Title: Nicorandil: a new case of corneal ulceration
Description:
AbstractPurpose To describe a case of corneal ulceration induced by nicorandil.
Methods A 78‐year old woman presented a persistant corneal ulceration (RE), resistant to local treatment.
She complained of pain and photophobia and visual acuity was 20/125.
Slit‐lamp examination revealed epithelial erosion, stroma thinning and folds of Descemet’s membrane.
Anterior chamber and fundus examination were normal.
Neither mechanical nor infectious local causes explained the lesions.
The trigger was most likely a cataract surgery, two months earlier.
In her past medical history she reported angor treated by nicorandil for 2 years, treatment that has been suspected to impede corneal healing.
With the appointment of her cardiologist we decided to stop nicorandil and observed complete resolution of the symptoms and ulceration after a few weeks.
Results Pathogenesis of nicorandil‐induced ulcerations is not yet elucidated.

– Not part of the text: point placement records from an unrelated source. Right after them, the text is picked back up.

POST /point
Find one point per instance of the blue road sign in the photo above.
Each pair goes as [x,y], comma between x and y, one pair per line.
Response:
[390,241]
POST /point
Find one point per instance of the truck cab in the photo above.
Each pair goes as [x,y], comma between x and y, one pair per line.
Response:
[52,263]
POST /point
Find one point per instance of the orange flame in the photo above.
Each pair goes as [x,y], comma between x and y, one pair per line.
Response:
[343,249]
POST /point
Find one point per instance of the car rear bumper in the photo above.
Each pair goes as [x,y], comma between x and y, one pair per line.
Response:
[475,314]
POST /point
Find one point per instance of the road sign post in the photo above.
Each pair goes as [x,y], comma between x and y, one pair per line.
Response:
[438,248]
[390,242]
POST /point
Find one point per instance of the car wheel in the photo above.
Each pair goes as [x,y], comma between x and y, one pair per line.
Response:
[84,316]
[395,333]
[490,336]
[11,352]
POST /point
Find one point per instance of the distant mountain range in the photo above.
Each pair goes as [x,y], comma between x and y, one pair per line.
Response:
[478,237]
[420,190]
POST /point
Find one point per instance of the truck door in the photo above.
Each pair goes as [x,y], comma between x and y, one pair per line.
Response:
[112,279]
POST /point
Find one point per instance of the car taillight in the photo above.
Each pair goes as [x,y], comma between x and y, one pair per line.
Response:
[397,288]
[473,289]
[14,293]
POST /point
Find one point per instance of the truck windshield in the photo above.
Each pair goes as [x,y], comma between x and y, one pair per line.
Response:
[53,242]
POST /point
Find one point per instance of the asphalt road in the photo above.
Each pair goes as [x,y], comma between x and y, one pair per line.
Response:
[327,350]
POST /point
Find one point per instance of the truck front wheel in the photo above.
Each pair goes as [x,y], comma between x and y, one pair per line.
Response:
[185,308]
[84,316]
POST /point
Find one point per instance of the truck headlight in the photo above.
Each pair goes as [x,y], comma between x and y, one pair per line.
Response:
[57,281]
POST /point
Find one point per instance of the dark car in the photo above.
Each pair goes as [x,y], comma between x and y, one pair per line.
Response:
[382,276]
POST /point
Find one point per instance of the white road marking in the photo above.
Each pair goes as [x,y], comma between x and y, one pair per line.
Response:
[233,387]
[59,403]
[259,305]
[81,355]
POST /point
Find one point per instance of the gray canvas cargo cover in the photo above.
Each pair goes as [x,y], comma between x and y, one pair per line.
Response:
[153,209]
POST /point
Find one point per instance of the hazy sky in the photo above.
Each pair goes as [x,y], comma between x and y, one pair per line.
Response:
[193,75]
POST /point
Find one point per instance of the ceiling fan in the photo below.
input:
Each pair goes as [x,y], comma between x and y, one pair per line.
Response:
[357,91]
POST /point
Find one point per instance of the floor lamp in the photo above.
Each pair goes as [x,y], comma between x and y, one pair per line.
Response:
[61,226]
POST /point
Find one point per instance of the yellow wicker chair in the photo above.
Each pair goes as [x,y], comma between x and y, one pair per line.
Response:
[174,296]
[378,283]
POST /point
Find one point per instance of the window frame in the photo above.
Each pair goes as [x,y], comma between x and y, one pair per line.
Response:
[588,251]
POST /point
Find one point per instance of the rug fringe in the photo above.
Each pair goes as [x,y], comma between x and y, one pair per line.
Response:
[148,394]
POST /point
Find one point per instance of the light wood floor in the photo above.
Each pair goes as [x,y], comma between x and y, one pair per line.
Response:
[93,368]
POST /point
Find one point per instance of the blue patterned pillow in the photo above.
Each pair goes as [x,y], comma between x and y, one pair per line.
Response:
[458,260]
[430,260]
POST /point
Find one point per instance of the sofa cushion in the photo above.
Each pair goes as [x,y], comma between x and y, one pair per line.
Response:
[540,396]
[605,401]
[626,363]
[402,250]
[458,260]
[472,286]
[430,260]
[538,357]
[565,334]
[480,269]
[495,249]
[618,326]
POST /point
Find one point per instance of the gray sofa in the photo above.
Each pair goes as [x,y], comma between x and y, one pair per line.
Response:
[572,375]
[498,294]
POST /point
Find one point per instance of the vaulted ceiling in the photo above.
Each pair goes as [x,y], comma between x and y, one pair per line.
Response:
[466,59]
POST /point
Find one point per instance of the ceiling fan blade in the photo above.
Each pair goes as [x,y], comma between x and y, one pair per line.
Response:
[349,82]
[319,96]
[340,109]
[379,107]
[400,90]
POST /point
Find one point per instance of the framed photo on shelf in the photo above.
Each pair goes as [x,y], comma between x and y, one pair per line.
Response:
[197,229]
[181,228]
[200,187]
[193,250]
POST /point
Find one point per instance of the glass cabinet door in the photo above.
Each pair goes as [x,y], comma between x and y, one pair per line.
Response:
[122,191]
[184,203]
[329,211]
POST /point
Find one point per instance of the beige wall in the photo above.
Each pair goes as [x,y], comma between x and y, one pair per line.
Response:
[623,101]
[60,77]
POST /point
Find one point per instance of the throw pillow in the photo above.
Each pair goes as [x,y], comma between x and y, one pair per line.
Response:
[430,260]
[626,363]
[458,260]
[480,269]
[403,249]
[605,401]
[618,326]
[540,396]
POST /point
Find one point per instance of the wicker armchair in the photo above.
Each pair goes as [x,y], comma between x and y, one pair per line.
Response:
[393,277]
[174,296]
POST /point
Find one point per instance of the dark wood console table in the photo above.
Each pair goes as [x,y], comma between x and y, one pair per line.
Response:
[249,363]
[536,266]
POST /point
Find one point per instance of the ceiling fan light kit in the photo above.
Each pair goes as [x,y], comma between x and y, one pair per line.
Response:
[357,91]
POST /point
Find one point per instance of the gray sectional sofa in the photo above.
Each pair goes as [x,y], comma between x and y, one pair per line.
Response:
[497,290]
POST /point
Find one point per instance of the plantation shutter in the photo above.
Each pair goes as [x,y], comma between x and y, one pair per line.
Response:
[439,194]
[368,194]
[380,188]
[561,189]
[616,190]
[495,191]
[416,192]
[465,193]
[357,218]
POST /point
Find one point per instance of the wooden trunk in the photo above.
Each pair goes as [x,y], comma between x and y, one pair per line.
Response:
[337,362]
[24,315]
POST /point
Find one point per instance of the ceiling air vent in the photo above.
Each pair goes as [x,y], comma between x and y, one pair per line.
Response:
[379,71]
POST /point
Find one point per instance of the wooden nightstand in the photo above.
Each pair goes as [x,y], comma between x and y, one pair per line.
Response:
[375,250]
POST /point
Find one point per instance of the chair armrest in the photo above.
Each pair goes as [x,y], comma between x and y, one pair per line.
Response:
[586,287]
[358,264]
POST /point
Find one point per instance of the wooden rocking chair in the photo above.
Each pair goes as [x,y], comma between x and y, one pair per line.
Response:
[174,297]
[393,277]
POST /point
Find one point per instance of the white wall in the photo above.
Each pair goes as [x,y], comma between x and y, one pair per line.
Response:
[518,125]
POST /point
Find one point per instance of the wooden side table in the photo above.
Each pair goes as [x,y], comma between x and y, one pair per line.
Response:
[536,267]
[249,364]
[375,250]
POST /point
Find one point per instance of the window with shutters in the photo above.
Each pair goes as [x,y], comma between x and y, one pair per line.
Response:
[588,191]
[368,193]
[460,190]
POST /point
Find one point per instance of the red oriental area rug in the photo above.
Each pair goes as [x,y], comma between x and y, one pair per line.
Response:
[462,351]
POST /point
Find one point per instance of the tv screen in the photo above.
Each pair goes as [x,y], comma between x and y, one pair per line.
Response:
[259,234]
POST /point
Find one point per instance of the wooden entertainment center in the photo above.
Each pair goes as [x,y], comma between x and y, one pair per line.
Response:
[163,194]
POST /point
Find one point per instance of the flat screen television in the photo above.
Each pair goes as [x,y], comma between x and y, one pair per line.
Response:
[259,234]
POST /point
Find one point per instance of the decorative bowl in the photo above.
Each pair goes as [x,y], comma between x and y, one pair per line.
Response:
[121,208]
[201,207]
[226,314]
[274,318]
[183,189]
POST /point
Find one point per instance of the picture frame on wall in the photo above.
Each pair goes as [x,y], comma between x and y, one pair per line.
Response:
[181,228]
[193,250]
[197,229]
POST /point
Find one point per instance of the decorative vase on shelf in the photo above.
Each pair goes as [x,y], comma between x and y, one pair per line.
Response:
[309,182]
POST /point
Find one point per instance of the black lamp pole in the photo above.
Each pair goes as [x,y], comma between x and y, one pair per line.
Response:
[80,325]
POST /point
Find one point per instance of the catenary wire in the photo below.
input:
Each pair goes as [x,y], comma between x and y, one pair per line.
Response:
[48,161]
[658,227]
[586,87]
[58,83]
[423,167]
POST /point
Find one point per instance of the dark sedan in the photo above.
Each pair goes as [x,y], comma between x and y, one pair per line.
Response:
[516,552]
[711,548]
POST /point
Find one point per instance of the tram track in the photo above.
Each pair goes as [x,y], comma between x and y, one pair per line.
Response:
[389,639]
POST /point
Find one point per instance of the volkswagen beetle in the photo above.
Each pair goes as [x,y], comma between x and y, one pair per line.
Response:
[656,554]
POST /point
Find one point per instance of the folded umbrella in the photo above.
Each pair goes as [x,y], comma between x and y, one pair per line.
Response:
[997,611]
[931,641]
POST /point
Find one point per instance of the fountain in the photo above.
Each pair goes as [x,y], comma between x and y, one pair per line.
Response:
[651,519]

Recently it has been hypothesized that during prolonged high‐dose treatment with nicorandil, or after increased dosage, nicotinic acid (a metabolite) may accumulate outside the endogenous pool of nicotinamide adenine dinucleotide/phosphate and become abnormally distributed.
In case of a rather recent or sustained trauma (surgery in our case), nicotinic acid, thanks to nicotinamide, a potassium channel openers with vasodilatator effects, may ulcerate the epithelial proliferation of the edge of the raw area, ultimately flooding the whole scar.
The sequence of events of this case strongly suggests a nicorandil‐induced ocular side effect.
Conclusion Attention should be paid to the possible ocular iatrogenic role of nicorandil in cases of unexplained corneal ulceration.